Science, asked by RyanMahajan, 4 months ago

State three features of alveoli which enables them to perform their function.​

Answers

Answered by Ayushavani
3

Answer:

Little sacs for oxygen

Alveoli are tiny air sacs in your lungs that take up the oxygen you breathe in and keep your body going. Although they’re microscopic, alveoli are the workhorses of your respiratory system.

You have about 480 million alveoli, located at the end of bronchial tubes. When you breathe in, the alveoli expand to take in oxygen. When you breathe out, the alveoli shrink to expel carbon dioxide.

How alveoli work

There are three overall processes involved in your breathing:

  • moving air in and out of your lungs (ventilation)
  • oxygen-carbon dioxide exchange (diffusion)
  • pumping blood through your lungs (perfusion)

Although tiny, the alveoli are the center of your respiratory system’s gas exchange. The alveoli pick up the incoming energy (oxygen) you breathe in and release the outgoing waste product (carbon dioxide) you exhale.

As it moves through blood vessels (capillaries) in the alveoli walls, your blood takes the oxygen from the alveoli and gives off carbon dioxide to the alveoli.

These tiny alveoli structures taken all together form a very large surface area to do the work of your breathing, both when you’re at rest and when you are exercising. The alveoli cover a surface that measures more than 1,076.4 square feet (100 square meters).

This large surface area is necessary to process the huge amounts of air involved in breathing and getting oxygen to your lungs. Your lungs take in about 1.3 to 2.1 gallons (5 to 8 liters) of air per minute. When you’re at rest, the alveoli send 10.1 ounces (0.3 liters) of oxygen to your blood per minute.

To push the air in and out, your diaphragm and other muscles help create pressure inside your chest. When you breathe in, your muscles create a negative pressure — less than the atmospheric pressure that helps suck air in. When you breathe out, the lungs recoil and return to their normal size.

Alveoli and your respiratory system

Picture your lungs as two well-branched tree limbs, one on each side of your chest. The right lung has three sections (lobes), and the left lung has two sections (above the heart). The larger branches in each lobe are called bronchi.

The bronchi divide into smaller branches called bronchioles. And at the end of each bronchiole is a small duct (alveolar duct) that connects to a cluster of thousands of microscopic bubble-like structures, the alveoli.

The word alveolus comes from the Latin word for “little cavity.”

Alveoli in cross-section

The alveoli are organized into bunches, each bunch grouped is what’s called the alveolar sac.
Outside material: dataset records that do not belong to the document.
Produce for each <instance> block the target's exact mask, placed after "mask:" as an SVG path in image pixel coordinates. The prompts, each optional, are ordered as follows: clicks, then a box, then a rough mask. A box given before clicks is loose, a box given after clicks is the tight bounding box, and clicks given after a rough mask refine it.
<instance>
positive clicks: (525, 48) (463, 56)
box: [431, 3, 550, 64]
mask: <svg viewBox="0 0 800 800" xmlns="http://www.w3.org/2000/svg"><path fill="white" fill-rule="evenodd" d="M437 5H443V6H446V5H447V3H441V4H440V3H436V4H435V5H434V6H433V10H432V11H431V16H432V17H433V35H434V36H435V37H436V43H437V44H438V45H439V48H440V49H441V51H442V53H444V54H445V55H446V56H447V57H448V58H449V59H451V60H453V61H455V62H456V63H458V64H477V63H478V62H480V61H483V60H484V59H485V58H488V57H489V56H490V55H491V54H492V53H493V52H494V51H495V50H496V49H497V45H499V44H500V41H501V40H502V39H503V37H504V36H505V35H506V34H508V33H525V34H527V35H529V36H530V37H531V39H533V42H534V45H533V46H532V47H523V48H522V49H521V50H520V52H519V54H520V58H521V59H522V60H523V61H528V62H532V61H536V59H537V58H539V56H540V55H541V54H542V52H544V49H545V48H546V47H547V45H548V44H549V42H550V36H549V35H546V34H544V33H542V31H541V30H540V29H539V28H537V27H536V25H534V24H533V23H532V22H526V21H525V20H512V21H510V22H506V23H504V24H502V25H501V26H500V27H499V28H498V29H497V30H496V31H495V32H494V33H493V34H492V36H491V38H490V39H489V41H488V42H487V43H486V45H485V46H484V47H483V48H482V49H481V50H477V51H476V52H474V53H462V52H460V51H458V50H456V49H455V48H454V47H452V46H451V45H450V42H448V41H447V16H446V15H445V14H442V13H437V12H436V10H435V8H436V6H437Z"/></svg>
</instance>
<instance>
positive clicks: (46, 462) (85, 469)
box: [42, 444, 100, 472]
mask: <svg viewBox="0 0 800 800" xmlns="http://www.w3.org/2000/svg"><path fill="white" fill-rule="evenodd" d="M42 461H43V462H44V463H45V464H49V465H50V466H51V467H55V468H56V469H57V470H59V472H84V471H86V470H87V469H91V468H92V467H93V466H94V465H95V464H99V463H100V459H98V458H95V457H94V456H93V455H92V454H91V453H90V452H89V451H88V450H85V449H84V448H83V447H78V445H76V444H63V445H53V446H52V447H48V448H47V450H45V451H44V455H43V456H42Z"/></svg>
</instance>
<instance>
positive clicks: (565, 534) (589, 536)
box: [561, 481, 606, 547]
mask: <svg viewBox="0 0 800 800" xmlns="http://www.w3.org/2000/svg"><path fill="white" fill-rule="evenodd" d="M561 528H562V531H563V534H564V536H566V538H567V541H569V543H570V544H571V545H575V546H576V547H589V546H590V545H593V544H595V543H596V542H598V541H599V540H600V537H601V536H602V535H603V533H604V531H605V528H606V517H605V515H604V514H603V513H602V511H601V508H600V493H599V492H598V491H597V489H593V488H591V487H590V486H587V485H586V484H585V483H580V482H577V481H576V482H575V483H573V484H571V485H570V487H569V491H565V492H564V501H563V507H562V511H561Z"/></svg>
The alveoli touch each other, like grapes in a tight bunch. The number of alveoli and alveolar sacs are what give your lungs a spongy consistency. Each alveolus (singular of alveoli) is about 0.2 millimeters in diameter (about 0.008 inches).

Each alveolus is cup-shaped with very thin walls. It’s surrounded by networks of blood vessels called capillaries that also have thin walls.

The oxygen you breathe in diffuses through the alveoli and the capillaries into the blood. The carbon dioxide you breathe out is diffused from the capillaries to the alveoli, up the bronchial tree and out your mouth.

The alveoli are just one cell in thickness, which allows the gas exchange of respiration to take place rapidly. The wall of an alveolus and the wall of a capillary are each about 0.00004 inches (0.0001 centimeters).

About alveoli cells

The outside layer of alveoli, the epithelium, is composed of two types of cells: type 1 and type 2.

Type 1 alveoli cells cover 95 percent of the alveolar surface and constitute the air-blood barrier.

Type 2 alveoli cells are smaller and responsible for producing the surfactant that coats the inside surface of the alveolus and helps reduce surface tension. The surfactant helps keep the shape of each alveolus when you breathe in and out.

The type 2 alveoli cells can also turn into stem cells. If necessary for repair of injured alveoli, alveoli stem cells can become new alveoli cells.